When Azarenka and Williams rejoined the WTA in 2017 and 2018 respectively, there were few rules in place to aid their returns. But led by Azarenka while she was on the WTA player council, prominent players have used their power to enforce change. More nursery facilities have been made available at tournaments, a three-year maternity leave has been established on the WTA and Williams’ return forced tournaments to think about seeding players after maternity leave.
And yet the question remains: how should people talk about professional athletes who are also mothers? During the US Open, the topic of motherhood dominated the players’ matches, press conferences and the surrounding discussions. It peaked when Pironkova and Williams faced each other and the on-court announcer introduced them as if they were heading to parents’ evening rather than entering a grand slam quarter-final with $800,000 (£616,000) prize money on the line. “From Bulgaria, Alexander’s mum, Tsvetana Pironkova,” he roared. “From Palm Beach Gardens, a six-time champion and Olympia’s mum, Serena Williams!”

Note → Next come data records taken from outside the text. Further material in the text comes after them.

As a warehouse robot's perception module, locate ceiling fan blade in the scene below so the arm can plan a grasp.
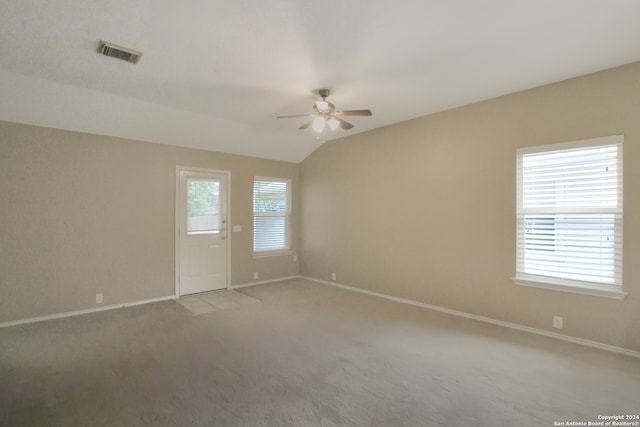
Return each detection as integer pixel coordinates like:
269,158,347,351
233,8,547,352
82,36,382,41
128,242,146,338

Less is said about the fact they remain ambitious, disciplined professional athletes with many aspirations that are not related to their offspring. When Kim Clijsters pulled off her historic 2009 comeback, winning the US Open in her third tournament back after her retirement in 2007, motherhood essentially became part of her brand. It did not quite align with her own state of mind in the heat of competition.

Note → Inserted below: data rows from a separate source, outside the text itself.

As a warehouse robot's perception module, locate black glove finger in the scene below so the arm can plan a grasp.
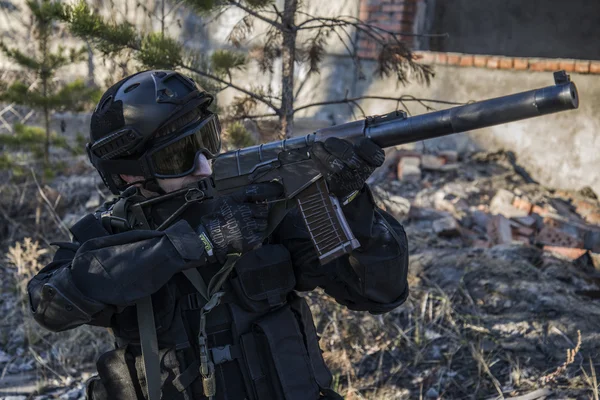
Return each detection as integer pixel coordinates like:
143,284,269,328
241,182,283,203
310,142,346,176
354,138,385,167
254,218,269,233
252,203,269,219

“A lot of people say, ‘Oh you’re a mother,’ but as a player you forget about that,” Clijsters said on the WTA Insider Podcast in 2017. “That’s a question being asked in the media after every match: ‘What are you going to do now? Is your daughter waiting? Is she still gonna be up?’ Things like that, all the time. But I never thought about it like that.”
Azarenka returned to the WTA more than three years ago, yet even as she revived her career at the US Open this summer, motherhood was still the main subject. During the fortnight, Azarenka began to politely, delicately push back in her interviews: “Being a parent is the most important thing in my life, but I’m a tennis player on the court, I’m a fighter on the court,” she said after her quarter-final. “I want to go after my dreams, my personal dreams.”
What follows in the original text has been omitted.